A number of Southampton players have been in action during this month’s international break, including summer signing Shea Charles.
The likes of Ryan Manning have turned out for Republic of Ireland, Stuart Armstrong and Che Adams for Scotland, and Charles for Northern Ireland.
The summer signing from Manchester City played the full 90 vs San Marino last week and started in the game vs Slovenia last night.
But the 19-year-old was shown a second yellow just before the hour mark and his nation went on to lose the game 1-0, with Northern Ireland boss Michael O’Neill saying after the game that ‘this is a learning curve for young players’.
And Charles has come under slight criticism from Saints fans since his £15million move in the summer; he often has a mistake in him and can be too relaxed on the ball, and the defensive midfielder hasn’t started any of Southampton’s last four now.
Mistakes made, but chances required
Charles remains a very young player. And despite having good pedigree coming from City, he lacks first-team experience, having been thrown in at the deep end somewhat with a struggle Southampton side this season.
He’s certainly shown glimpses of a very talented player and he’ll surely come good in the future. But right now he’s got a few lessons to learn, with his red card last night being a harsh lesson for him.
Russell Martin’s Saints have been inconsistent this season.
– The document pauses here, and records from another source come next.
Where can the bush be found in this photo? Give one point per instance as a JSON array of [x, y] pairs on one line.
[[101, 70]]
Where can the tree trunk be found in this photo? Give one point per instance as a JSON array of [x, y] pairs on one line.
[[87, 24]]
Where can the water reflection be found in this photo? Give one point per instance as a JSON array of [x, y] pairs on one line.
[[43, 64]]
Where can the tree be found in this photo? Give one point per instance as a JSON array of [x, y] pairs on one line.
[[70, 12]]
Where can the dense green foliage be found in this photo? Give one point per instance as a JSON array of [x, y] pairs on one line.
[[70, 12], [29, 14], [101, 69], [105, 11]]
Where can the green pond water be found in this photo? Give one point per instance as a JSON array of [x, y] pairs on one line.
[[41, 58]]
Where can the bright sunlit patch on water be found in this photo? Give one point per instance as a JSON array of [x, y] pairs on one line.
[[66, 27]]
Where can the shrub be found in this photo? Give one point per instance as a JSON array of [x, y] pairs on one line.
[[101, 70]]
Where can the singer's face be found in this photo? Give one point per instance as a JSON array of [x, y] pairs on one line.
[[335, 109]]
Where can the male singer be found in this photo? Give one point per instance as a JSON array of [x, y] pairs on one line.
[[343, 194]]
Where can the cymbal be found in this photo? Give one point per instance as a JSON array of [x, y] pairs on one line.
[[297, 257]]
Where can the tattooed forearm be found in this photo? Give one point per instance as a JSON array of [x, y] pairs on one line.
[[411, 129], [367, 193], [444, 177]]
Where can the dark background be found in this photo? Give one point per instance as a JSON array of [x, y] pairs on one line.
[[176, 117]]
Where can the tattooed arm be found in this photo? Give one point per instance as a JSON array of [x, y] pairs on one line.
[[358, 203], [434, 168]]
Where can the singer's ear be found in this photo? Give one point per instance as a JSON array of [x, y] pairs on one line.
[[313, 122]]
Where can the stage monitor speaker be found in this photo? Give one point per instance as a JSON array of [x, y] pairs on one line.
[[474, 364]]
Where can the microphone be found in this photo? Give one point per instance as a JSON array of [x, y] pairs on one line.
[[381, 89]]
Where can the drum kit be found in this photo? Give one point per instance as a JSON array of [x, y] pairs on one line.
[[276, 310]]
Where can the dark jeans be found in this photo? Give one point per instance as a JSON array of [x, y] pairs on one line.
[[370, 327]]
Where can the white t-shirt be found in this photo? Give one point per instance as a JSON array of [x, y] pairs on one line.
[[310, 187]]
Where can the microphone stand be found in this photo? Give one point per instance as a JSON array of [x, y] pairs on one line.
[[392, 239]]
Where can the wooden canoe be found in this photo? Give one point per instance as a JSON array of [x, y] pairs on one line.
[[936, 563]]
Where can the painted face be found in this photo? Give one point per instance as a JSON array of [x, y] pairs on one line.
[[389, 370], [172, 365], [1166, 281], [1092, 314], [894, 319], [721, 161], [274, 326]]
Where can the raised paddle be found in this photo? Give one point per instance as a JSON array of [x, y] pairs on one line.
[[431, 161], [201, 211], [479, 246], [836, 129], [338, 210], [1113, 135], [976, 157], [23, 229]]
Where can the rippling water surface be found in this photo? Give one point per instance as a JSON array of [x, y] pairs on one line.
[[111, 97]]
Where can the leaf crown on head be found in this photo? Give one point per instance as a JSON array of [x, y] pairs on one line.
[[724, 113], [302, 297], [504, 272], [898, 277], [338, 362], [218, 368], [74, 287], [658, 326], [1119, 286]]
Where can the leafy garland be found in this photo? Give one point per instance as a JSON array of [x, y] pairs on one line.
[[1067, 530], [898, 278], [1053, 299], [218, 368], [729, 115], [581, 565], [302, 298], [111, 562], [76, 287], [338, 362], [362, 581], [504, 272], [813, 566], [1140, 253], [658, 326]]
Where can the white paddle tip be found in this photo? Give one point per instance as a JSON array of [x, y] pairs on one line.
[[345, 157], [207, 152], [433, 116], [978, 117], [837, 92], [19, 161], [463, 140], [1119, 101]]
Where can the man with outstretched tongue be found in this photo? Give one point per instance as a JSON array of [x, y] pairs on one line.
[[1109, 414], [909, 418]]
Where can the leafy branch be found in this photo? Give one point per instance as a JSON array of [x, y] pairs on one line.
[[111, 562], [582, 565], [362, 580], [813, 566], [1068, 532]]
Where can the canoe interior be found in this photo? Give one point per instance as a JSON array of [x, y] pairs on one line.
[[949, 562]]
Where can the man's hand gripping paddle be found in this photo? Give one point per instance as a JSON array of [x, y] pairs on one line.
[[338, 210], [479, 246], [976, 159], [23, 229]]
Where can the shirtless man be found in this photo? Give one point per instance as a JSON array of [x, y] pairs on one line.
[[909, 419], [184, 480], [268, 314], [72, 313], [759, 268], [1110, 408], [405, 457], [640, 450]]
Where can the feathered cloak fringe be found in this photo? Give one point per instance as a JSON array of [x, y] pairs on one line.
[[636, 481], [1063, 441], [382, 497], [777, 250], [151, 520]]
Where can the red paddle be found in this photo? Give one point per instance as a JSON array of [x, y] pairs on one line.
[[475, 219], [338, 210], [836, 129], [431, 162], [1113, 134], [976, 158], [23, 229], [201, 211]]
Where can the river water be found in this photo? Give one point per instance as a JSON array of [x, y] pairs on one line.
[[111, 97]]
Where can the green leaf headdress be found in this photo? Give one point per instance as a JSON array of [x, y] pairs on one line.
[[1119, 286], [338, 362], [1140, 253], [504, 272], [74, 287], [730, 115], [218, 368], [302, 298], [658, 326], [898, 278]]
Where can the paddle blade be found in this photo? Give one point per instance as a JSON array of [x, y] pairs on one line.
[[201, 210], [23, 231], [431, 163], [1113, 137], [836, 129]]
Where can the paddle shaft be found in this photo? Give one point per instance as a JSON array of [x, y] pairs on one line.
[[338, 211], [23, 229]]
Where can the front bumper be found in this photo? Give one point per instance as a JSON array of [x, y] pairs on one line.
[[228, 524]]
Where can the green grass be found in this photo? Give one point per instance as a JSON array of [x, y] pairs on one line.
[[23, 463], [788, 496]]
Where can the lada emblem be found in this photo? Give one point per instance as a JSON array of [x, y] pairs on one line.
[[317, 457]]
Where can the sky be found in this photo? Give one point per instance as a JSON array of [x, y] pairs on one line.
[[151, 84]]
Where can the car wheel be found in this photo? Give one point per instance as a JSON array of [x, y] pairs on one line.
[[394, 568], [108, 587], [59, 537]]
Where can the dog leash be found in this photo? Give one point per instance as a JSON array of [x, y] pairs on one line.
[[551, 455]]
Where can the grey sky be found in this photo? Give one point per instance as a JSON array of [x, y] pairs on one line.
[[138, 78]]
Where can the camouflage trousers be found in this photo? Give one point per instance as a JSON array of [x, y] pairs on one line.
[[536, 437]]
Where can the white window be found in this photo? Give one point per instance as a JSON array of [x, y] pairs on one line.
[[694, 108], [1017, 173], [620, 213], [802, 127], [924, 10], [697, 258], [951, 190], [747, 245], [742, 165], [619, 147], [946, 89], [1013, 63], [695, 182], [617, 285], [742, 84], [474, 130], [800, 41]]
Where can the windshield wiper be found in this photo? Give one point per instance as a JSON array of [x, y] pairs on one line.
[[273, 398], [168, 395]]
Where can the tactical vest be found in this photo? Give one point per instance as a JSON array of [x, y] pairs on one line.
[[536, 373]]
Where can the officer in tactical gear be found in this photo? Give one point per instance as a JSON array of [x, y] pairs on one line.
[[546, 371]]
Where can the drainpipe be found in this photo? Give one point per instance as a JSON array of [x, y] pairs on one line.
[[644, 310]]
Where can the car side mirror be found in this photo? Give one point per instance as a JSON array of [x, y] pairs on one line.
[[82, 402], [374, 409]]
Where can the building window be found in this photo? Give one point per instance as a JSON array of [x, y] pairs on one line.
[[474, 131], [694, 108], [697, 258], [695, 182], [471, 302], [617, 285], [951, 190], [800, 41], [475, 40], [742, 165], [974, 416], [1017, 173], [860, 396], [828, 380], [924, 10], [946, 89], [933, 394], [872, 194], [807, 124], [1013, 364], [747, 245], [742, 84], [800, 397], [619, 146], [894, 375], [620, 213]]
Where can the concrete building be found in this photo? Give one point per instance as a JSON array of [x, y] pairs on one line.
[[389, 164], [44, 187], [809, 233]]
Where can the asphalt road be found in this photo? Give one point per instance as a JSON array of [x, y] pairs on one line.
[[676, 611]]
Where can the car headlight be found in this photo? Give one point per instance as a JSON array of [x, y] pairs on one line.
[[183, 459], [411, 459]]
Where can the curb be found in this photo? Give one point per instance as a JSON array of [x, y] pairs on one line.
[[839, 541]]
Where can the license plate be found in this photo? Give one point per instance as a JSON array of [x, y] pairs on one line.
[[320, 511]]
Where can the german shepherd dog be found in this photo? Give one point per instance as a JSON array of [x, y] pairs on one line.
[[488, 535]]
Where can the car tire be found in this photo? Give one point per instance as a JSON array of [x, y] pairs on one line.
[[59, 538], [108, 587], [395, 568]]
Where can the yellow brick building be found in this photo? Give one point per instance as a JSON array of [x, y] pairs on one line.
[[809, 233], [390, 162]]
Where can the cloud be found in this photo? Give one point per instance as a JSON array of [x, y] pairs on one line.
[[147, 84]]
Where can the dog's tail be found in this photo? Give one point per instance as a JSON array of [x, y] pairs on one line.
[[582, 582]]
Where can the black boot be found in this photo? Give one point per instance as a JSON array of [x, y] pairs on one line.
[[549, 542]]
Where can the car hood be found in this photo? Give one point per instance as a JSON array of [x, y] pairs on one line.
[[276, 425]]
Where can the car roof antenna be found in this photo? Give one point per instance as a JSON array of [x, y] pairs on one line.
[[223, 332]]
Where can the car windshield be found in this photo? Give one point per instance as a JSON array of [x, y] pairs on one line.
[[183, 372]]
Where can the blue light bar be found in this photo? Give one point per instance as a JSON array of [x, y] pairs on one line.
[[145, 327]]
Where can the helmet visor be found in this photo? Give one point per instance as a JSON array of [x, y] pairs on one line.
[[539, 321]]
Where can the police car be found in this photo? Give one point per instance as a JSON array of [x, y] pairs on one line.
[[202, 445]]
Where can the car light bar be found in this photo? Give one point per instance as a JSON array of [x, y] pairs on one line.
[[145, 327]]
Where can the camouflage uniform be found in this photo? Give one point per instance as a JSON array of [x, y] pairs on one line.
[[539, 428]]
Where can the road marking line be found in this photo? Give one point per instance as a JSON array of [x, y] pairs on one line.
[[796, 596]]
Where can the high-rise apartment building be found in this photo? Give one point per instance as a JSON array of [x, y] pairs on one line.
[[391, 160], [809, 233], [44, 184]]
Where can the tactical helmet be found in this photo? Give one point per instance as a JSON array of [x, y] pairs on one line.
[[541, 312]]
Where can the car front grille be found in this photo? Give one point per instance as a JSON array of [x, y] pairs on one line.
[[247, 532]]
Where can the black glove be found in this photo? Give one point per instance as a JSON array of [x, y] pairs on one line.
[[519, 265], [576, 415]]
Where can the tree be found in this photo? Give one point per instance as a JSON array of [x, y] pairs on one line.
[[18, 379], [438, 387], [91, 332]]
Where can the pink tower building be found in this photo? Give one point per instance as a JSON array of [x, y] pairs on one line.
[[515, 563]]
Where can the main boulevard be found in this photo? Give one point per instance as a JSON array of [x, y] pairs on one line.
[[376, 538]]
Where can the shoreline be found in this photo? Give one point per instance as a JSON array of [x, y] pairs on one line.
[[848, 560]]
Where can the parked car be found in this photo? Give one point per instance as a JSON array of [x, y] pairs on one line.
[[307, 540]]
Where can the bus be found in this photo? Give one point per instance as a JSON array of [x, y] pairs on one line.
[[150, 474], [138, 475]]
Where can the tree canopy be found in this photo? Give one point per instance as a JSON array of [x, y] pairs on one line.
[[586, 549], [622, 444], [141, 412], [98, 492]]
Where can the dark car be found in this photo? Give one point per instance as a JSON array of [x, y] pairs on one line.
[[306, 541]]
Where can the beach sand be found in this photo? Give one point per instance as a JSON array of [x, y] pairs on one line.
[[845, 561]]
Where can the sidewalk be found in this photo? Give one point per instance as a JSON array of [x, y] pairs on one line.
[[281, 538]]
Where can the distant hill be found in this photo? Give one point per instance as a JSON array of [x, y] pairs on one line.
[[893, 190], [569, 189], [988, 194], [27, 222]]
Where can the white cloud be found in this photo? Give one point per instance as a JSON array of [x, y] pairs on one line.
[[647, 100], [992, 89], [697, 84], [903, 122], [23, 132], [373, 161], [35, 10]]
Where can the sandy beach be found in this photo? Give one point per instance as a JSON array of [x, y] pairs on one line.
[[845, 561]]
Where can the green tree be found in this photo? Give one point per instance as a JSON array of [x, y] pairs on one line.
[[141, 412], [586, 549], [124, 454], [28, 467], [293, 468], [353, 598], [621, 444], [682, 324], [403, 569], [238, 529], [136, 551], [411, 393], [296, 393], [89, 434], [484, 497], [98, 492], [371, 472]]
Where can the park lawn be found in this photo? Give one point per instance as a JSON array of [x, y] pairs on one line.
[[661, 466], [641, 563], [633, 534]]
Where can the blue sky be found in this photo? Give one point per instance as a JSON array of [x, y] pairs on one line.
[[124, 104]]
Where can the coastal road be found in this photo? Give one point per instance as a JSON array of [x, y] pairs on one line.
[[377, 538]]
They boast one of the worst defensive records in the league with 21 goals conceded already and so someone with Charles’ steel and grit could be needed throughout the campaign.
He’ll no doubt get more starting chances along the way, and there’ll be games where he’s more suited over the likes of Will Smallbone in the midfield.
And Martin will know that Charles needs that exposure to really start fulfilling his potential, because he certainly has a lot of potential as a player, so right now, Charles should perhaps be starting more regularly than he is.
Southampton return to action vs Hull City this weekend, though whether Charles starts or not remains to be seen.